I have read lately from various pundits that more people “have died under communism that any other ideology.” But how many people have died under the capitalist system we call the USA. The US has had two Indian wars. That cost a lot of people their lives, especially Native American Indians. Sure this country was at war with them. But the Native American Indians were being driven off their land and their way of life was being destroyed. And, at times innocent women and children were killed when US soldiers raided the homes of the Plains Indians they wanted to pacify.
Then there was slavery. Run-away slaves were often hung—that is to say they were executed. It is easy to brush off executions since we normally execute murderers in the US. But not everyone executed here has committed murder. Certainly the run-away slaves usually murdered no one.
Then, during the Indian wars, US calvery often attacked villages that had just women and children. None or nearly none of those people were combatants.
According to Smithsonian Magazine:
“Jeff Campbell worked for 20 years as a criminal investigator for the state of New Mexico. He specialized in cold cases. These days, he applies his sleuthing skills to a case so cold it’s buried beneath a century and a half of windblown prairie.
“Here’s the crime scene,” Campbell says, surveying a creek bed and miles of empty grassland. A lanky, deliberate detective, he cups a corncob pipe to light it in the flurrying snow before continuing. “The attack began in predawn light, but sound carries in this environment. So the victims would have heard the hooves pounding towards them before they could see what was coming.”
Campbell is reconstructing a mass murder that occurred in 1864, along Sand Creek, an intermittent stream in eastern Colorado. Today, less than one person per square mile inhabits this arid region. But in late autumn of 1864, about 1,000 Cheyenne and Arapaho lived in tepees here, at the edge of what was then reservation land. Their chiefs had recently sought peace in talks with white officials and believed they would be unmolested at their isolated camp.
When hundreds of blue-clad cavalrymen suddenly appeared at dawn on November 29, a Cheyenne chief raised the Stars and Stripes above his lodge. Others in the village waved white flags. The troops replied by opening fire with carbines and cannon, killing at least 150 Indians, most of them women, children and the elderly. Before departing, the troops burned the village and mutilated the dead, carrying off body parts as trophies.”
This certainly is gruesome enough.

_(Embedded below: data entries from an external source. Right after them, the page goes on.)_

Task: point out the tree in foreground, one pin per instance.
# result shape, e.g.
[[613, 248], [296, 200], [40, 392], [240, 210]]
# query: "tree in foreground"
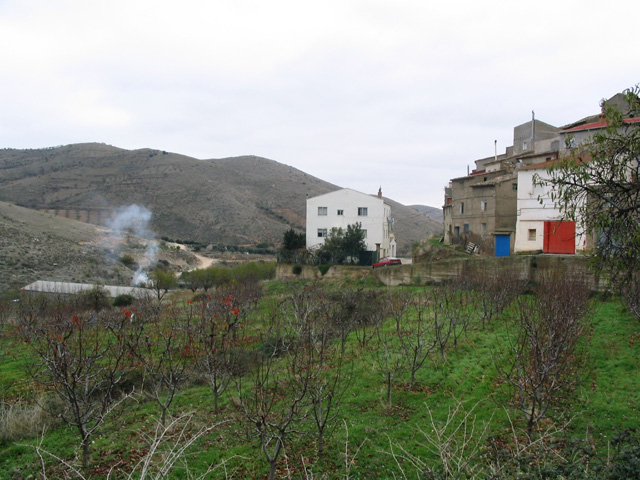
[[341, 244], [79, 355], [543, 361], [598, 187]]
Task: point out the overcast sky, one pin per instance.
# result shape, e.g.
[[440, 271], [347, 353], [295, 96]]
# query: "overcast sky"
[[367, 93]]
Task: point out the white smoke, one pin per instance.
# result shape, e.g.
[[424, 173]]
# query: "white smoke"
[[135, 220]]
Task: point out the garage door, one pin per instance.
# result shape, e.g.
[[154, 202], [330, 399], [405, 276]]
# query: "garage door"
[[559, 237], [503, 245]]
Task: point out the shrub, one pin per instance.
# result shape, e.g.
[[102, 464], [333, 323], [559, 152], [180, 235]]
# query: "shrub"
[[22, 420], [324, 269]]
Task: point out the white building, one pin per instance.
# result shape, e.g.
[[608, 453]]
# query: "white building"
[[538, 225], [347, 207]]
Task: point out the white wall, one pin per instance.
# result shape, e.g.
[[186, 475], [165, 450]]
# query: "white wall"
[[534, 208], [376, 222]]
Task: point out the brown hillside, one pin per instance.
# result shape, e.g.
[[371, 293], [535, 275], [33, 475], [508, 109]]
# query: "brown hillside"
[[242, 200], [39, 246]]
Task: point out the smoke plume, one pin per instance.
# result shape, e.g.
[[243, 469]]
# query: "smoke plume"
[[134, 220]]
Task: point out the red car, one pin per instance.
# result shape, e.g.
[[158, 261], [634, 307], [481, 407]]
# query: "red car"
[[387, 261]]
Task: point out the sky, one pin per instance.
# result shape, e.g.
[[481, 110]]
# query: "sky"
[[401, 94]]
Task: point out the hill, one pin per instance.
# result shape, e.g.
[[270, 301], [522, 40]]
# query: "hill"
[[431, 212], [38, 246], [233, 201]]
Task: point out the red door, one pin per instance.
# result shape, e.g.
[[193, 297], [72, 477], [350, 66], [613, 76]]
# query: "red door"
[[559, 237]]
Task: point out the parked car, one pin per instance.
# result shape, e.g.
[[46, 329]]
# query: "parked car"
[[387, 262]]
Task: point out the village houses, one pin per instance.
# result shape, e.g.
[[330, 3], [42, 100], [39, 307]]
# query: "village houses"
[[500, 208]]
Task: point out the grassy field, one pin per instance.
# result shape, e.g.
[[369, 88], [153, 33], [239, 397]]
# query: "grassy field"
[[458, 410]]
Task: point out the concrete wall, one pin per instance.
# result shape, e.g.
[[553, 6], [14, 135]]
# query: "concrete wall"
[[531, 268]]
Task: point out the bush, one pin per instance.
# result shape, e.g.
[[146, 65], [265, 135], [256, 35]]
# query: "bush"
[[324, 269], [22, 420]]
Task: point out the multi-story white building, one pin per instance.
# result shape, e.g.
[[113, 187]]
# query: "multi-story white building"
[[347, 207]]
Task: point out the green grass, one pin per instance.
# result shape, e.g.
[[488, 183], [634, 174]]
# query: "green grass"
[[606, 401]]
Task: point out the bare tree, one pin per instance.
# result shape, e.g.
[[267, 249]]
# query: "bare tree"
[[389, 359], [217, 345], [80, 356], [453, 310], [543, 357], [273, 404], [495, 288], [162, 343], [416, 332], [309, 314], [457, 441]]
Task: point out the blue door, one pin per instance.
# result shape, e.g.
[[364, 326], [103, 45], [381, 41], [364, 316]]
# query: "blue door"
[[503, 244]]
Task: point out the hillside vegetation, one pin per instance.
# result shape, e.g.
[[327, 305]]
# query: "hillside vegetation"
[[242, 200], [274, 380]]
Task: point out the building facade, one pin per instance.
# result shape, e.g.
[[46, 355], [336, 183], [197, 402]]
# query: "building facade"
[[539, 225], [347, 207], [481, 207]]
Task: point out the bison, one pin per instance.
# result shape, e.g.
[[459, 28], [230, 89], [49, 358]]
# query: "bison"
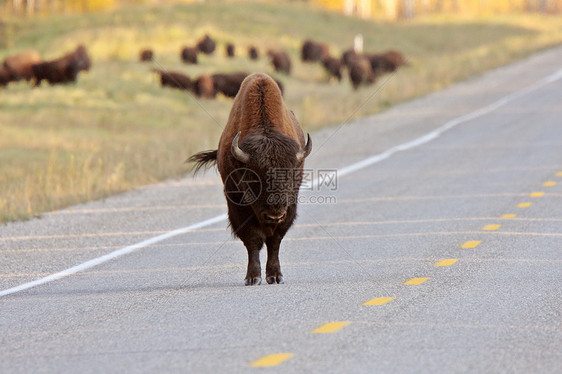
[[253, 53], [280, 60], [333, 66], [20, 66], [5, 76], [230, 50], [189, 55], [204, 87], [146, 55], [175, 80], [260, 158], [64, 69], [312, 51], [206, 45], [386, 62], [229, 83], [347, 56], [360, 72]]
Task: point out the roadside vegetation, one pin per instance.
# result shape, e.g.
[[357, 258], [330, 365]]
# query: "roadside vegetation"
[[117, 128]]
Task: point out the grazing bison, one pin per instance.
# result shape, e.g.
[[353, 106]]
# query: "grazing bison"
[[229, 83], [5, 76], [20, 66], [204, 87], [146, 55], [64, 69], [312, 51], [260, 158], [253, 53], [280, 60], [347, 56], [387, 62], [230, 50], [189, 55], [175, 80], [333, 66], [360, 72], [206, 45]]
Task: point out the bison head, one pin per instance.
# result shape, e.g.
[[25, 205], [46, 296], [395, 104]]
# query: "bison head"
[[277, 162]]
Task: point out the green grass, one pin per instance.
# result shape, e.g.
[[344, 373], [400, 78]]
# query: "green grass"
[[117, 129]]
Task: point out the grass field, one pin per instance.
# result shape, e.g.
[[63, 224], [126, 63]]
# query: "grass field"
[[117, 129]]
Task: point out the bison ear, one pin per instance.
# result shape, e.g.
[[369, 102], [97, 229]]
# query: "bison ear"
[[303, 153], [239, 154]]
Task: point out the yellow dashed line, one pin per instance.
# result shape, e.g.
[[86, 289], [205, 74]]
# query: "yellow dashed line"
[[447, 262], [330, 327], [471, 244], [415, 281], [272, 360], [379, 301]]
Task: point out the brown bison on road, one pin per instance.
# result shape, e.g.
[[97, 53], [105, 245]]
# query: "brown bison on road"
[[262, 138], [20, 66]]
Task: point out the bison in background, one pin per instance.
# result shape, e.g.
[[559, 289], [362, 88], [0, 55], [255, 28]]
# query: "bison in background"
[[332, 66], [64, 69], [230, 50], [204, 87], [5, 76], [280, 60], [386, 62], [253, 53], [312, 51], [146, 55], [20, 66], [206, 45], [360, 72], [229, 83], [175, 80], [189, 55], [261, 139]]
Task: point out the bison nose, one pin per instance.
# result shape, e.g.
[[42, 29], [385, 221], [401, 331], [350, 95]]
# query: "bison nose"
[[273, 218]]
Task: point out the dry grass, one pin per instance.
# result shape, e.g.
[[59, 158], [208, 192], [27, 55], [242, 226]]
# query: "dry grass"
[[117, 128]]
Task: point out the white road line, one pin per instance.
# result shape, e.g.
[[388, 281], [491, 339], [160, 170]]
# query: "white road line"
[[341, 172]]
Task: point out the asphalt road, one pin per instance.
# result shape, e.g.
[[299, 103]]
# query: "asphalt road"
[[469, 178]]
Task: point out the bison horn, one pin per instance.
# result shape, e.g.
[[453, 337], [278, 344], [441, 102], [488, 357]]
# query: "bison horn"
[[239, 154], [303, 153]]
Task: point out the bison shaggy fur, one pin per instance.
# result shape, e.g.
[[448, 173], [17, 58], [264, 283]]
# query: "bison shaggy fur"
[[262, 138]]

There have been people executed for either political reasons or suspected acts of disloyalty to our government. Such is the case of Sacco and Vanzetti, the four anarchists executed for their alleged part in the Haymarket Affair and Julius Rosenberg and Ethel Rosenberg. None of these people committed outright murder and politics were the main reasons for their executions.

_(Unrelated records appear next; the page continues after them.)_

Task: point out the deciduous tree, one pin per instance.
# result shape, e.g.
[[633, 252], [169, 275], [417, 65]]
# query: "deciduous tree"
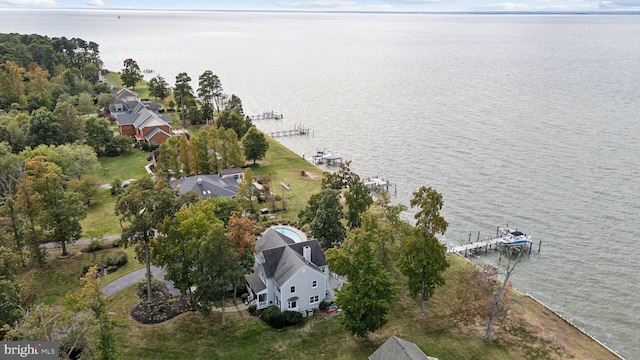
[[178, 248], [325, 221], [142, 207], [98, 133], [70, 122], [209, 90], [255, 145], [60, 210], [44, 128], [503, 290], [235, 103], [366, 297], [423, 258], [217, 269], [92, 300], [131, 74], [232, 119], [183, 91]]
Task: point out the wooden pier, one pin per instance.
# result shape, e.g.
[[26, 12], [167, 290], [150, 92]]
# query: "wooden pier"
[[486, 244], [267, 116], [301, 130], [505, 237]]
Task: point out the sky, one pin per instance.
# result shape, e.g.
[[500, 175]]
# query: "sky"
[[336, 5]]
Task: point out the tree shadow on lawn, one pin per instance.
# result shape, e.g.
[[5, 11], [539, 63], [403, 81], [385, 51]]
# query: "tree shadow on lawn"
[[164, 307]]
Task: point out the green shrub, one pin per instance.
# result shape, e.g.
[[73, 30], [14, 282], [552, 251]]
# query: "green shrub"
[[141, 287], [292, 318], [94, 245], [85, 268], [277, 319], [120, 258], [323, 305]]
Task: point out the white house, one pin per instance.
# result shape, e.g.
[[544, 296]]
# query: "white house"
[[289, 273]]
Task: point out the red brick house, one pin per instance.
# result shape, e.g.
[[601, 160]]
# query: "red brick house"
[[140, 119]]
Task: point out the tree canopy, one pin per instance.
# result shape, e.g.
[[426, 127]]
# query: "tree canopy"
[[131, 73], [255, 145], [422, 257], [366, 297]]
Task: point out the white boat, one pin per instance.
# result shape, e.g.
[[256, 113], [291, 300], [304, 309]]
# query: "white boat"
[[377, 183], [513, 237]]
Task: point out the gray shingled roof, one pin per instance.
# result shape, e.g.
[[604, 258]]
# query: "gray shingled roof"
[[254, 280], [211, 185], [283, 256], [317, 255], [396, 348], [272, 239], [153, 132]]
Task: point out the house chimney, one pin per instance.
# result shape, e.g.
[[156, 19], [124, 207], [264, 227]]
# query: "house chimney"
[[306, 253]]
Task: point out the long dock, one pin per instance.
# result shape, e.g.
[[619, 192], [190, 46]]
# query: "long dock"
[[293, 132], [505, 236], [267, 116], [487, 244]]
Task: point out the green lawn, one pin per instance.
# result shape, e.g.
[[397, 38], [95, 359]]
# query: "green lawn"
[[123, 167], [59, 276], [141, 87], [101, 218], [286, 167], [322, 336]]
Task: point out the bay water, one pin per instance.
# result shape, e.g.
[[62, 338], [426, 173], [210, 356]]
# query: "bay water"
[[531, 120]]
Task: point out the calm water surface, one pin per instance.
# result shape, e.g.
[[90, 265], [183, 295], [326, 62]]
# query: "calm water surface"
[[527, 120]]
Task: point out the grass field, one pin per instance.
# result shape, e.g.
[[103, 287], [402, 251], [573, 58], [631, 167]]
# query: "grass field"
[[532, 331], [287, 167], [194, 336], [283, 164], [123, 167], [59, 276]]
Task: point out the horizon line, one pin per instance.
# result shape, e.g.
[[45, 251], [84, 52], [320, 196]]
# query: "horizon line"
[[399, 12]]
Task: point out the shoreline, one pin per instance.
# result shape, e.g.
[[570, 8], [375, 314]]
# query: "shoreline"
[[557, 314], [525, 295]]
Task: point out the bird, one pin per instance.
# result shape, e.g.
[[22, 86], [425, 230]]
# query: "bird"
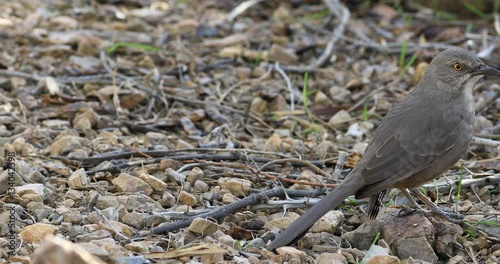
[[424, 134]]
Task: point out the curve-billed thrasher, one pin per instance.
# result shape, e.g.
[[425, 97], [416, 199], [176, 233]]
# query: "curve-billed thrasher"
[[418, 140]]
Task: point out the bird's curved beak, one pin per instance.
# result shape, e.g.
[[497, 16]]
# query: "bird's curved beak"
[[488, 71]]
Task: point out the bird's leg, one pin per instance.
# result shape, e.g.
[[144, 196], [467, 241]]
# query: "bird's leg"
[[405, 210], [452, 217]]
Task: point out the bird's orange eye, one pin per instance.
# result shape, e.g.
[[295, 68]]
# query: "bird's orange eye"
[[457, 67]]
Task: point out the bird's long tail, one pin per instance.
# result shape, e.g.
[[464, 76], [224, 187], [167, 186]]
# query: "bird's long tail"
[[298, 228]]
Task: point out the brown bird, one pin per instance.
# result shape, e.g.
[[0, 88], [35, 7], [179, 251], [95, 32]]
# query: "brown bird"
[[418, 140]]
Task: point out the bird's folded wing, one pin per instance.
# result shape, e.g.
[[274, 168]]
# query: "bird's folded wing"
[[416, 144]]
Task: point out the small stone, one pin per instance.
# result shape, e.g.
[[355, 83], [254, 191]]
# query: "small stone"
[[340, 119], [331, 258], [258, 106], [228, 198], [197, 115], [329, 222], [29, 188], [97, 234], [363, 236], [417, 248], [127, 183], [104, 202], [175, 176], [196, 174], [383, 259], [279, 54], [95, 250], [200, 186], [203, 227], [291, 254], [282, 222], [187, 199], [37, 232], [66, 144], [155, 183], [320, 98], [117, 227], [78, 179], [167, 200], [238, 187], [153, 139], [134, 219]]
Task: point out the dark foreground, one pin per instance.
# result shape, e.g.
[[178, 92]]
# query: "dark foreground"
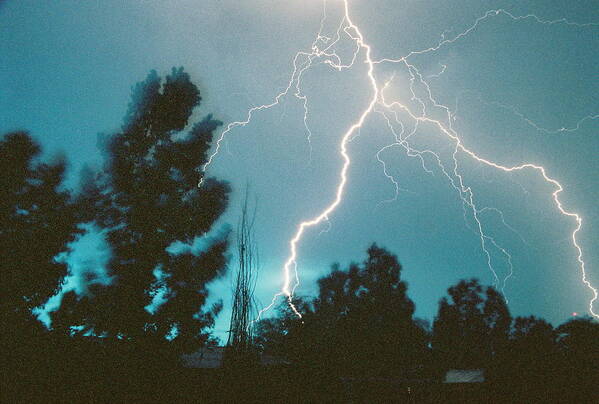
[[123, 374]]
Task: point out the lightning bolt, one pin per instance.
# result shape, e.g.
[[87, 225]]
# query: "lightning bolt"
[[322, 50]]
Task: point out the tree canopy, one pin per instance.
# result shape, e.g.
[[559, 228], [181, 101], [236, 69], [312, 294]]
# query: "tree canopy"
[[148, 200]]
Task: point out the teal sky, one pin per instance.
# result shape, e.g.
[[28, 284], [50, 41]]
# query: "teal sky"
[[66, 69]]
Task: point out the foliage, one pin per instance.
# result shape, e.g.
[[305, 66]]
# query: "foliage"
[[361, 321], [147, 197], [37, 221], [471, 328]]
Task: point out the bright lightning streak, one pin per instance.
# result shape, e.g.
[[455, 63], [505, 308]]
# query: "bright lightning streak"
[[304, 60]]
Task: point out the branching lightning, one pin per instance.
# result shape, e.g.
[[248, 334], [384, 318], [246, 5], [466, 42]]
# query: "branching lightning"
[[322, 51]]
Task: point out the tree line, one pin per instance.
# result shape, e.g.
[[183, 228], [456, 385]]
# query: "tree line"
[[146, 202]]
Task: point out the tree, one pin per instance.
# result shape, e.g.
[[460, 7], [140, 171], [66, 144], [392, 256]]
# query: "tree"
[[578, 342], [148, 199], [472, 328], [37, 221], [240, 341], [361, 322]]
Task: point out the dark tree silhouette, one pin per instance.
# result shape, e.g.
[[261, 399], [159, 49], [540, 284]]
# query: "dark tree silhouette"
[[37, 220], [472, 328], [361, 322], [149, 200], [243, 311]]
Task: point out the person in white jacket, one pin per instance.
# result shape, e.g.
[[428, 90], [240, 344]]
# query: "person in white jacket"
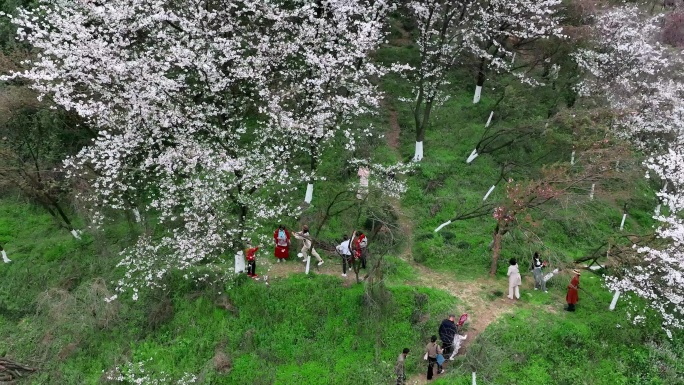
[[514, 279], [307, 245], [344, 249]]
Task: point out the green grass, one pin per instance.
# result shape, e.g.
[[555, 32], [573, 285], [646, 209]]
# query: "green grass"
[[313, 329], [590, 346]]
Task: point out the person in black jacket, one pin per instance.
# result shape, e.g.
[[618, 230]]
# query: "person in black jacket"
[[447, 331]]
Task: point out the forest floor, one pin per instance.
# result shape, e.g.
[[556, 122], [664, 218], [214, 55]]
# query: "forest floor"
[[481, 297]]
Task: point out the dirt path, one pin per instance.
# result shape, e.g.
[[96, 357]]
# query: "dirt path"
[[477, 296]]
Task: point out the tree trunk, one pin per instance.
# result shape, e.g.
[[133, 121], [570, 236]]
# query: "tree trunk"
[[496, 250], [308, 196], [480, 81]]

There are also the other wars such as Vietnam. Over a million Vietnamese died in that war. Did most of them really want the US to stop them from being communists? Was the USright to insist that capitalism prevail there?

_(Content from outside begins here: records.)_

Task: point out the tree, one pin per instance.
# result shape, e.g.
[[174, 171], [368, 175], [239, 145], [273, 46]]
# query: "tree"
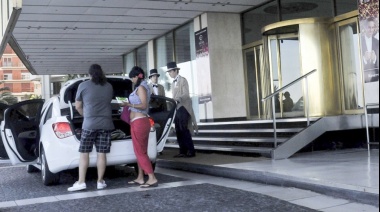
[[6, 97]]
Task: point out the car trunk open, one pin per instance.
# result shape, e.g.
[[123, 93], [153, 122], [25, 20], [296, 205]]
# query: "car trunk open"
[[161, 110]]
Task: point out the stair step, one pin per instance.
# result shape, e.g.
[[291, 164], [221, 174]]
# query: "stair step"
[[293, 120], [231, 139], [289, 130], [224, 148]]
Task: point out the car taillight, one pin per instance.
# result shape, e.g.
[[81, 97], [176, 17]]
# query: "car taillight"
[[62, 130], [151, 122]]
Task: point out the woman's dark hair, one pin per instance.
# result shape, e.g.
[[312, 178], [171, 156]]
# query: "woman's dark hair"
[[97, 74], [137, 72]]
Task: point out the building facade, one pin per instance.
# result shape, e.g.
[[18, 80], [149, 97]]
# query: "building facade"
[[15, 76], [251, 55]]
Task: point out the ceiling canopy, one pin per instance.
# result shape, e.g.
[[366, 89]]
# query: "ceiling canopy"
[[67, 36]]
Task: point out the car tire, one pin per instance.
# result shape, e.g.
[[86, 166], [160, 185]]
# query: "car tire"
[[48, 178], [31, 169]]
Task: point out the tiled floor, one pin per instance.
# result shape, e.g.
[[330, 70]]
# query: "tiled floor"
[[296, 196], [350, 169]]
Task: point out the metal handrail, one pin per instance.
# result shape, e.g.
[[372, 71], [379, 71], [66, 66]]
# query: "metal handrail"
[[306, 105], [366, 122]]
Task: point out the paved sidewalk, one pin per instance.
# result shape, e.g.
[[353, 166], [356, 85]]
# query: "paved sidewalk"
[[350, 174]]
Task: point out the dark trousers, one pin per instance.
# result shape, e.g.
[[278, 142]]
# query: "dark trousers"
[[185, 141]]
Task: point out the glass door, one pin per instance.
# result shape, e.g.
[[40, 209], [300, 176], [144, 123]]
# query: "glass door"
[[253, 59], [285, 63], [352, 81]]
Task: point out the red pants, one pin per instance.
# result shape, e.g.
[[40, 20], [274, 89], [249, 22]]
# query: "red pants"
[[140, 130]]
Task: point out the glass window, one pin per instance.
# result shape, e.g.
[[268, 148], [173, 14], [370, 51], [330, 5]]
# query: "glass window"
[[164, 54], [350, 65], [306, 9], [8, 77], [142, 57], [345, 6], [7, 62], [185, 58], [129, 62], [25, 76], [256, 19], [184, 41]]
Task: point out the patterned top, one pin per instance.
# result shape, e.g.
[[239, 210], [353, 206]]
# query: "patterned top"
[[135, 99]]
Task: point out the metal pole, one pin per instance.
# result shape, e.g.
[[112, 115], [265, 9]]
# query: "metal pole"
[[367, 128], [307, 102], [274, 121]]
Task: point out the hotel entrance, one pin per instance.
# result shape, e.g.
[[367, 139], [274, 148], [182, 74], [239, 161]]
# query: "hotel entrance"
[[285, 67], [253, 57]]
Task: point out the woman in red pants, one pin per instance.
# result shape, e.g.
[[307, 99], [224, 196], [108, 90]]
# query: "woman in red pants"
[[140, 127]]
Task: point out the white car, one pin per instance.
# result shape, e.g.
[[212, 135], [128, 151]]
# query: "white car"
[[47, 135]]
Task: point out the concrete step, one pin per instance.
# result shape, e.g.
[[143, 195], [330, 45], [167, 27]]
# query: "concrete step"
[[226, 148], [232, 139]]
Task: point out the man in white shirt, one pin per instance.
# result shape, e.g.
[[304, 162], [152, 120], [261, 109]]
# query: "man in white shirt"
[[156, 88], [156, 105]]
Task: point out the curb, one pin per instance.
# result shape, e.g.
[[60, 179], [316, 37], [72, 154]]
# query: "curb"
[[273, 179]]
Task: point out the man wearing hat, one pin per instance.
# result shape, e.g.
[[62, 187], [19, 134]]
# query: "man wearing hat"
[[185, 119], [156, 88], [156, 105]]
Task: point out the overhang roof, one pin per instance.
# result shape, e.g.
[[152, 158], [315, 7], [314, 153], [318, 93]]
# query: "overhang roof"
[[66, 36]]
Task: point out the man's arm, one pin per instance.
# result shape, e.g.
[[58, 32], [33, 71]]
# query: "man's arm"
[[79, 107]]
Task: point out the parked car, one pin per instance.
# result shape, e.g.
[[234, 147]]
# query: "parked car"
[[47, 135]]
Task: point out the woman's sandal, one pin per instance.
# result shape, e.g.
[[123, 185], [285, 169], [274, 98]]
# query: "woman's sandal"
[[133, 182], [146, 185]]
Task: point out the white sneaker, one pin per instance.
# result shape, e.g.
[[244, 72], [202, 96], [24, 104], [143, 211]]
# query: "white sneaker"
[[77, 187], [101, 185]]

After the Nicaraguan Sandinista Revolution, capital punishment was outlawed. Capital punishment is still on the books in Cuba, but no one has been executed in several years. So it would seem that the USgovernment—especially under Trump, is and has been quite murderous. The rest of Europe has abandoned capital punishment, but the US keeps on killing people.
There was plenty of evidence that MS Montgomery was mentally ill. She was not completely sane. So our system of government executed a person who was mentally unbalanced. Once again, our government is murderous under Trump and the system has allowed it. It is hard to say why Trump has such a lust for blood, but it speaks badly of the US justice system that such executions are taking place. This is just about the only place left on Earth where people are executed, with the exeption of the hell holes this country has propped up such as Iraq.